Army officials said extensive research had shown that transactions involving "any significant impact on human health."

The Department of Environmental Quality Oregon in its own risk assessment indicated that the probability of causing cancer, exposure is limited to an area immediately adjacent to the incinerator, where no one lived. Outside the fence of deposit, "should not have adverse effects on health," the assessment.

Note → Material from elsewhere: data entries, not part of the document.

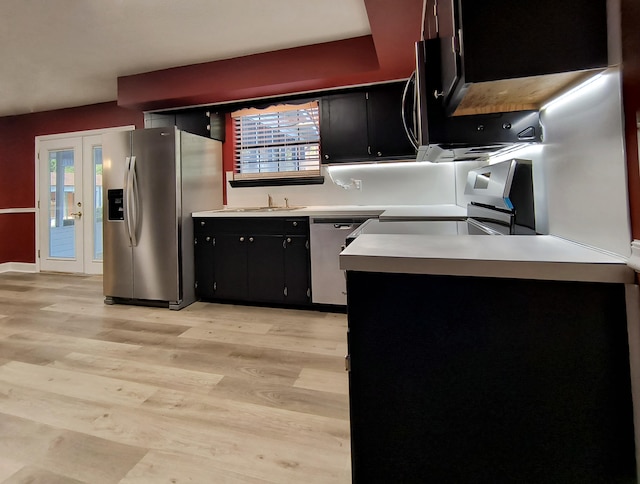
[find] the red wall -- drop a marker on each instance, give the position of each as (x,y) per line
(17,164)
(386,54)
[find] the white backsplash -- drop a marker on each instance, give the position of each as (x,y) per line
(580,175)
(404,183)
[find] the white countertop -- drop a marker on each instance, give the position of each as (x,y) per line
(389,212)
(515,256)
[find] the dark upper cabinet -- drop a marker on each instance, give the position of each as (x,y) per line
(364,124)
(387,137)
(498,40)
(197,121)
(343,127)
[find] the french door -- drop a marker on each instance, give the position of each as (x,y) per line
(70,204)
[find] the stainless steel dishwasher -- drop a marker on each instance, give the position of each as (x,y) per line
(328,238)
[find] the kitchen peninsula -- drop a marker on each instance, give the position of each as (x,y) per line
(488,359)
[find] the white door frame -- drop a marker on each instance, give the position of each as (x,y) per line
(92,266)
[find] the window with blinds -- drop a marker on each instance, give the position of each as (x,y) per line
(277,142)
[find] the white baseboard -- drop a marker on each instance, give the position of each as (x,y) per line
(17,267)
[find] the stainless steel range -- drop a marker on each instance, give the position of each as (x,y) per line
(502,199)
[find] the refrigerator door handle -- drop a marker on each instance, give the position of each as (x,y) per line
(127,198)
(135,212)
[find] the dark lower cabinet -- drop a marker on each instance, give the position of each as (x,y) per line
(265,268)
(297,285)
(203,254)
(262,260)
(231,267)
(484,380)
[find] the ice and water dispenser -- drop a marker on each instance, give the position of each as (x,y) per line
(115,209)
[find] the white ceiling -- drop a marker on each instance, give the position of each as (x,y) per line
(64,53)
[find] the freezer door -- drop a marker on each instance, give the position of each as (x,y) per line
(117,263)
(156,198)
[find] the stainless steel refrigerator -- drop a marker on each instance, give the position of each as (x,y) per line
(153,179)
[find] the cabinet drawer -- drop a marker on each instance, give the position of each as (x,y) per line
(202,225)
(296,226)
(248,226)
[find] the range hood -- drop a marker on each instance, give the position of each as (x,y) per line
(438,137)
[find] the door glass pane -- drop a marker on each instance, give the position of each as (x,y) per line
(97,202)
(62,239)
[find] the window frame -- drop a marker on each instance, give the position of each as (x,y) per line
(306,139)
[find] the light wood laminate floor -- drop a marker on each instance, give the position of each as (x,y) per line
(124,394)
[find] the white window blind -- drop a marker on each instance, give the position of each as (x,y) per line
(279,141)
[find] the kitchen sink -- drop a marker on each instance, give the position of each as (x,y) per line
(258,209)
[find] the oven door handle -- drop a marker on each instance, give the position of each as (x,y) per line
(405,94)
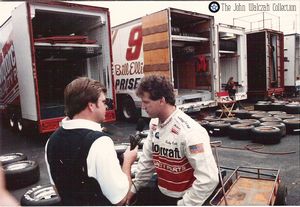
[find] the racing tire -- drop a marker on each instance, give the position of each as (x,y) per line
(231,120)
(279,125)
(21,174)
(292,126)
(257,112)
(266,135)
(218,128)
(242,114)
(219,112)
(281,195)
(263,106)
(128,110)
(277,106)
(240,131)
(12,157)
(211,118)
(273,113)
(253,122)
(41,195)
(285,116)
(292,108)
(270,119)
(260,115)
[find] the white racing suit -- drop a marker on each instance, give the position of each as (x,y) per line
(179,151)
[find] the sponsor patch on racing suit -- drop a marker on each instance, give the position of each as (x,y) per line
(178,150)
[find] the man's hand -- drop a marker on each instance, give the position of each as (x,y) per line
(130,155)
(130,195)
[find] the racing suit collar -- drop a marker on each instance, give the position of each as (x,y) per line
(68,123)
(168,120)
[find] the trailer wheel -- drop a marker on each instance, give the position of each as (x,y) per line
(12,121)
(12,157)
(20,125)
(281,195)
(21,174)
(128,110)
(41,195)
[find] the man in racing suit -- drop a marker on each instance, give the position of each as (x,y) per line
(177,149)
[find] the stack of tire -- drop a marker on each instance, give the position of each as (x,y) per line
(20,172)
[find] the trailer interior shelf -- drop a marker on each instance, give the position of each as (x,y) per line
(189,38)
(67,50)
(227,52)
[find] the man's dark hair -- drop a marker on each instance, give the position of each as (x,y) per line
(79,93)
(157,87)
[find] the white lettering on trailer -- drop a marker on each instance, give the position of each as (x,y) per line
(8,72)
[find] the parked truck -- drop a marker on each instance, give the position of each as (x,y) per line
(44,46)
(232,52)
(265,63)
(174,43)
(291,64)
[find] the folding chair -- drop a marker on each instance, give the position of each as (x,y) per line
(225,103)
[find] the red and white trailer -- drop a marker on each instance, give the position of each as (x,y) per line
(174,43)
(44,46)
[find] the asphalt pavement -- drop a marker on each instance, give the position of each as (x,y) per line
(288,164)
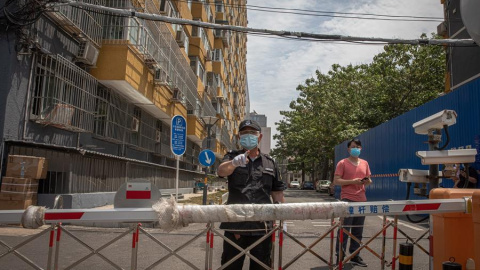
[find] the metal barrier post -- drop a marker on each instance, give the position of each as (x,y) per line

A federal judge in 2009, agreed.

The project had problems as they occurred. A worker was exposed to a small amount of mustard blister agent in 2010 and developed a blister on his hip, despite wearing rubber protective equipment. That incident prompted retraining of workers at the facility.

In September 1999, about 30 construction workers building the incinerator were overcome by clear exposure of an unknown substance. They argued unsuccessfully in a subsequent trial that the substance was an agent for chemical weapons.

Mostly, however, people living with the ever present, though very unlikely, the possibility of a catastrophic scenario - a cloud of nerve gas drifting toward the village.

Given the risk

Warning sirens were designed for that possibility. Local residents were also equipped with tone alert radios to warn and updates in the case of a leak. Many houses had large plastic sheets and duct tape to seal their homes if the day came.

"Shelter in place simply means entering his house, closing doors and windows, turn off the fans and any type of air system that carry air to his house, and only remain there until the emergency has passed," said Florence .

Nobody needed.

In the end, the warning sirens never went beyond the gentle Big Ben bell test and quiet back.

"Chemical weapons have been stored safely and successfully right here at age 49. It's been a long history, and a number of people in the community, several generations of families have been used here in the station, "said Michael Fletcher, a spokesman for Umatilla Chemical Agent Disposal Facility, in an interview.

"So we're talking about satisfaction with a job well done, and realize that in making the nation safer, have worked themselves out of a job."